Dressing for success today is about reflecting your authentic self in a way that attracts your target audience. In other words, your clothes should not disguise who you are inside, they should communicate the essential stuff that makes you you at a glance.

In branding terms, think about what’s on the shelves of your local supermarket. If a product is a trusted brand, a customer will toss it in the shopping cart without a thought. But if it’s brand new, if she notices it at all, she’s likely to look at the package and be positively – or negatively influenced by everything that went into designing it: the shape of its box, its graphics, colors, typeface, and so forth. The package is a powerful tool that if used correctly, can influence a customer to buy.

When packaging your own personal brand, the exact same rules apply. Your audience is going to be consciously and unconsciously influenced by your appearance. In addition to how you put yourself together, you’ll be evaluated on what your business card looks like, the paper stock of your resume, your portfolio, and your website. All of these parts comprise your package.

Your clothes and everything that speaks to your brand should express your creative energy, your talent, your warmth, your way of thinking, your expertise.

Here’s how to create a look that distinguishes you from the pack and makes a great impression:

Do Your Research: Be A Wardrobe Detective
In advance of any meeting, walk through the lobby of the building you’ll be visiting during lunch time and observe everyone’s style as they pass by. If that’s not possible, Google your prospect and find a profile picture or visit the company website or Facebook page for employee images.

Pizza or Tuna Tartar? Consider Your Audience’s Taste.
After you’ve done your research, think about what your target audience will respond to, feel safe with, understand, respect and admire.

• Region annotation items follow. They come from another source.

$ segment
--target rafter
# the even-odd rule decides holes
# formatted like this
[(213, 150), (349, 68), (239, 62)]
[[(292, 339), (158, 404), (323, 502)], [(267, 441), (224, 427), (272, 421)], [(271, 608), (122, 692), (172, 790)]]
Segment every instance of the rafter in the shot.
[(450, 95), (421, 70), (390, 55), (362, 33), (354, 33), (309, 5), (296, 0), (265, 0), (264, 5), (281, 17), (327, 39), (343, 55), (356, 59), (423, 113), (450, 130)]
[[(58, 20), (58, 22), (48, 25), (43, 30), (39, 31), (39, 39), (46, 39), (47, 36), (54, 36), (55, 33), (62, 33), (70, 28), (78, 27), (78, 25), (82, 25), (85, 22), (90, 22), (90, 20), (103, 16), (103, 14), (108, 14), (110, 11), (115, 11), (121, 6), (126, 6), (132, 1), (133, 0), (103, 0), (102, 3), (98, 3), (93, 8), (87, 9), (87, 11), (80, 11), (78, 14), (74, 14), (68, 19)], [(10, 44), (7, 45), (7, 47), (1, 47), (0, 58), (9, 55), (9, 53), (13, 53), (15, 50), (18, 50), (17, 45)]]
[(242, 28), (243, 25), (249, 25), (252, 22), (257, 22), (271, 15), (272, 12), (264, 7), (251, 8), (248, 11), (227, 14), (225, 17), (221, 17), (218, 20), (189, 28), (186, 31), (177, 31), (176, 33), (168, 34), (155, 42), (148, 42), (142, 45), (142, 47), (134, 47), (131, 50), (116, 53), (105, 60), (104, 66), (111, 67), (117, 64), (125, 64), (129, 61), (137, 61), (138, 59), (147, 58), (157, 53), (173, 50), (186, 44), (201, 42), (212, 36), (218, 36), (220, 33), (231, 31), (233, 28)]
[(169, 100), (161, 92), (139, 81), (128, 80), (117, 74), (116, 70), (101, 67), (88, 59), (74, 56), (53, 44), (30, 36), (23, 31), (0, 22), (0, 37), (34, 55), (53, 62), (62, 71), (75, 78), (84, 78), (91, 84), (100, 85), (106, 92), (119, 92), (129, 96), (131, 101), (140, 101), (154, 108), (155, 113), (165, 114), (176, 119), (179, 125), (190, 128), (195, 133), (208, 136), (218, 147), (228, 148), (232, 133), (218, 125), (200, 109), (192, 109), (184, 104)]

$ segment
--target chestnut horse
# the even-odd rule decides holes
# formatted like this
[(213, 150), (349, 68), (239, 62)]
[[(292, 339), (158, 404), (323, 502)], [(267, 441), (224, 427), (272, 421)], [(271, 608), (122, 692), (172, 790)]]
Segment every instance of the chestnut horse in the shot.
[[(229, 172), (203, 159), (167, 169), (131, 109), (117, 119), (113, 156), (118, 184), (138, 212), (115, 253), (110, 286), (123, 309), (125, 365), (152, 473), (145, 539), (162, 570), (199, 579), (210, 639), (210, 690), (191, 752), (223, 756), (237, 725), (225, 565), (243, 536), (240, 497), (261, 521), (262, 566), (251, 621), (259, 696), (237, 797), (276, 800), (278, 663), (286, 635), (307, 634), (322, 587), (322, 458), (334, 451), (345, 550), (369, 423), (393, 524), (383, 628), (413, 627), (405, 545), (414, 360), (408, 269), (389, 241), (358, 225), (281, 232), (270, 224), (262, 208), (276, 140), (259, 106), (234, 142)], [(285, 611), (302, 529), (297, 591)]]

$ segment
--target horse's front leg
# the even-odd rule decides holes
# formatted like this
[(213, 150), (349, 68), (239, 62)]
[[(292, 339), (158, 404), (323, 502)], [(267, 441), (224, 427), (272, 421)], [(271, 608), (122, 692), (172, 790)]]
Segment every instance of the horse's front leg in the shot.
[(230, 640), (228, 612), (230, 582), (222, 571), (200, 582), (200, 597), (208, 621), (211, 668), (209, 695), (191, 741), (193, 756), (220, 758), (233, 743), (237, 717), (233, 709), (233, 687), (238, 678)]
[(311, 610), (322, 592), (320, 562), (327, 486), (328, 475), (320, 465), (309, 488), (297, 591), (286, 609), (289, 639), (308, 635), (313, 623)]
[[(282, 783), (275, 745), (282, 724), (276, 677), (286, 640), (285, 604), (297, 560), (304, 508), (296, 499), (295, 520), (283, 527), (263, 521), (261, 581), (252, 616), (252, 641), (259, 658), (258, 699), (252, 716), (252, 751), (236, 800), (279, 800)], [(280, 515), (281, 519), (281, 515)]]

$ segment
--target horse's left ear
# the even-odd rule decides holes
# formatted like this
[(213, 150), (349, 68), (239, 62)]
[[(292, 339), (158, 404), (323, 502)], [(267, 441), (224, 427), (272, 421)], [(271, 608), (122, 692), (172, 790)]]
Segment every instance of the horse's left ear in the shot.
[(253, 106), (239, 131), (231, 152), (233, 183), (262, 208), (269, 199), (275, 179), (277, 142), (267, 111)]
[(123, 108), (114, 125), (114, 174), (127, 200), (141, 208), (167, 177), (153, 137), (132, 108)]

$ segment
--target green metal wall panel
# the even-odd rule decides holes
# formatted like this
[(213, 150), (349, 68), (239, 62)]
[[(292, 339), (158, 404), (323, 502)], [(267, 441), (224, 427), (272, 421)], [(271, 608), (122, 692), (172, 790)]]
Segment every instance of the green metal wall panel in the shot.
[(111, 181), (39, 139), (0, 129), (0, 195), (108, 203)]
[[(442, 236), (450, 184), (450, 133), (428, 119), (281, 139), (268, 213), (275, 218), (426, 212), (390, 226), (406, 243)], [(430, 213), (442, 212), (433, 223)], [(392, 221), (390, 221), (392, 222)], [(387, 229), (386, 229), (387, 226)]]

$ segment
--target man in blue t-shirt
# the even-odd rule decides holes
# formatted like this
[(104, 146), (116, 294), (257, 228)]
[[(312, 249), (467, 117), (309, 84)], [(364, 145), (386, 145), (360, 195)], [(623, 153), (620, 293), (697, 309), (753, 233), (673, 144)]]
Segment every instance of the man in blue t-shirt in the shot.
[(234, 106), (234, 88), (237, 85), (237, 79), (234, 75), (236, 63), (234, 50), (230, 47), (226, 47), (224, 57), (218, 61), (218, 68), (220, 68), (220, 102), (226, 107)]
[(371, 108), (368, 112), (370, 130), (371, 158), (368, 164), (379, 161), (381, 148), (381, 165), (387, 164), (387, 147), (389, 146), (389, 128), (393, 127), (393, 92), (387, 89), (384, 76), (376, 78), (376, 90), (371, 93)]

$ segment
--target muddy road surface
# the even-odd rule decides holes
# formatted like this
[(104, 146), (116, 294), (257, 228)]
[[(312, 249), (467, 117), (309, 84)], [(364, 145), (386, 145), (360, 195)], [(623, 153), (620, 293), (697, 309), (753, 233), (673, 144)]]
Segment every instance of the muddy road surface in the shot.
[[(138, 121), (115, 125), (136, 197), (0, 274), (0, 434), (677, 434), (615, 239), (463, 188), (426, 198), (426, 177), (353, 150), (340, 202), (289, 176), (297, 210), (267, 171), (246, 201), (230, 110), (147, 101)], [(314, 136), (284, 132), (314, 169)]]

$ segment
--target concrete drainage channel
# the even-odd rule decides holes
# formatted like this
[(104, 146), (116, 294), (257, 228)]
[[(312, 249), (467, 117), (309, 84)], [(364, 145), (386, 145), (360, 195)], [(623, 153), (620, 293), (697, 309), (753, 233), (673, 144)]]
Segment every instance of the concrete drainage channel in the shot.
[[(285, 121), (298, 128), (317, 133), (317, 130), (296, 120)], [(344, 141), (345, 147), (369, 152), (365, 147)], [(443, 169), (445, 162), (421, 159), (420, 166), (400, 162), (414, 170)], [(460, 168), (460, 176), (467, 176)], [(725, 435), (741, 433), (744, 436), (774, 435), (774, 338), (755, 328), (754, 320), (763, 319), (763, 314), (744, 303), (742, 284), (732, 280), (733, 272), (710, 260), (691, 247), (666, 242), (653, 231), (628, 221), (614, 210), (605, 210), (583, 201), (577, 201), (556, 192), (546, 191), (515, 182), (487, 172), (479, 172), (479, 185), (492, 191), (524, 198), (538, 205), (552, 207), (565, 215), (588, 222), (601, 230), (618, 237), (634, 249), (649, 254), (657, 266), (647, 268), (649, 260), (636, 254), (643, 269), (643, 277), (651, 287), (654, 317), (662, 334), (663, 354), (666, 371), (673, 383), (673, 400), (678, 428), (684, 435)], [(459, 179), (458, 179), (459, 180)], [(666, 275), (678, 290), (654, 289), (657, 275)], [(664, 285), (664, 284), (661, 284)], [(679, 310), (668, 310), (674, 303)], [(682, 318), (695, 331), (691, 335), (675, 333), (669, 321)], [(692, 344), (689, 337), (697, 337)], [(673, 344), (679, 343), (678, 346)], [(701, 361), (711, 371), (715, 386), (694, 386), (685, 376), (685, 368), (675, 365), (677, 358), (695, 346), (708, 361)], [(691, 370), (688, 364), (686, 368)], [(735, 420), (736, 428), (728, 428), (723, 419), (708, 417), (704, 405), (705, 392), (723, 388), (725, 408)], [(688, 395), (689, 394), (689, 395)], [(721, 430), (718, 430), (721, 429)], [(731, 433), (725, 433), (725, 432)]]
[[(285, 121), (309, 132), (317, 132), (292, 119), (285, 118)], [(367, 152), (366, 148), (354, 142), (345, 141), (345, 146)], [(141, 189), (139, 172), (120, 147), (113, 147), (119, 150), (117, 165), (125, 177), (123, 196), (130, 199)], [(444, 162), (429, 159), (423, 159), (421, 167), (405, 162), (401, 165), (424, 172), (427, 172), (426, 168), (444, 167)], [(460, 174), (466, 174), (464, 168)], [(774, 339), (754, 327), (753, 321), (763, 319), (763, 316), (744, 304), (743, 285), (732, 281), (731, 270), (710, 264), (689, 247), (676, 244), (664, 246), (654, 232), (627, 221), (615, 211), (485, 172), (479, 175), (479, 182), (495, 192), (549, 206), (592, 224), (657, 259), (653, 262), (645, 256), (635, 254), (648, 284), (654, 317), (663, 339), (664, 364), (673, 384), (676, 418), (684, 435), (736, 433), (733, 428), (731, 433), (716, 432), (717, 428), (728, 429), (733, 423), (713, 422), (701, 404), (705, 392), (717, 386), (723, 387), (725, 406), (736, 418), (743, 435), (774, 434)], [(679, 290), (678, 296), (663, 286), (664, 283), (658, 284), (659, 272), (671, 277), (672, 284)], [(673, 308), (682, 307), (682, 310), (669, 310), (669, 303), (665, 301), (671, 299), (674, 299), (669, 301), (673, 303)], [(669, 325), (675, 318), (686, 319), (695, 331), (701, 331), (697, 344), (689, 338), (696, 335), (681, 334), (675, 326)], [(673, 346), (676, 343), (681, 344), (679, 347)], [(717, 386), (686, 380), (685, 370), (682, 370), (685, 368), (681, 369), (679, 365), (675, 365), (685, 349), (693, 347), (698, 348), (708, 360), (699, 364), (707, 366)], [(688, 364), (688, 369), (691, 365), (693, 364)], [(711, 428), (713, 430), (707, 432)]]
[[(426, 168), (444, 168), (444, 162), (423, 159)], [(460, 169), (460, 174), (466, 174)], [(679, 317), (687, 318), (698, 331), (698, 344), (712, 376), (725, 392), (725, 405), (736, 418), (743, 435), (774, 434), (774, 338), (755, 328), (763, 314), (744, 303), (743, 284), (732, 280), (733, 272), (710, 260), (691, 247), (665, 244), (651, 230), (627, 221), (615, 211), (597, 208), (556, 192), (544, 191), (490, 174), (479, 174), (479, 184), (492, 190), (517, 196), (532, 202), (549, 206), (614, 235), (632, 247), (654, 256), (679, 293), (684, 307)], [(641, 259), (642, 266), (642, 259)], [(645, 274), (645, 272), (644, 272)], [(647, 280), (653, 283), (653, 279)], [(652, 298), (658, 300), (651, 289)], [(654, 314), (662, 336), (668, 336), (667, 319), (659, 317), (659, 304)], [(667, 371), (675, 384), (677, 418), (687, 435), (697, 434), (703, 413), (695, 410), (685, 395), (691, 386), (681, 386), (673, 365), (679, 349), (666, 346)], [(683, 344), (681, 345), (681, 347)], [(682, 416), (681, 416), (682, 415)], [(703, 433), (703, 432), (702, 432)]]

Then consider how you can fit in to their culture without blending in.

Make A “Style File” To Determine Your Look
Tear out pictures in fashion magazines that are expressive of the brand you’re trying to create. Build a file or hang the pictures on a bulletin board in your closet. Then work with a stylist to find clothes that speak volumes about who you are and where you want to go.

Establish A Signature Style That’s Memorable
If you are in a creative industry, look creative. I won my biggest account wearing a pair of jodhpurs, a riding jacket with a man’s tie boldly printed with a cowboy busting a bronco.

Look Current Even If Your Industry Is Conservative
What’s important is to feel confident, secure and savvy. You don’t want to copy anyone. Wear clothes that tell your target you are capable of just about anything, especially moving up.

Get Your Clothes Tailored, Your Shoes Re-heeled
Take a tip from the top CEOs, always tailor your clothes to fit beautifully and make sure to keep your shoes in shape. Uneven heels are a signs of disrepair. They communicate someone who’s going down, not up and coming.

Discover Your Signature Piece
The writer Tom Wolfe was known for his white suits, Diane Keaton lives in turtlenecks; Larry King tops his button down shirts with suspenders. Choose a distinctive accessory or “recognizer” and make it your own.

 Dare to be a professional with real style. Whether you’re powerful, glamorous, retro, super sleek or funky, you’ll signal to the world that you are a confident and creative leader.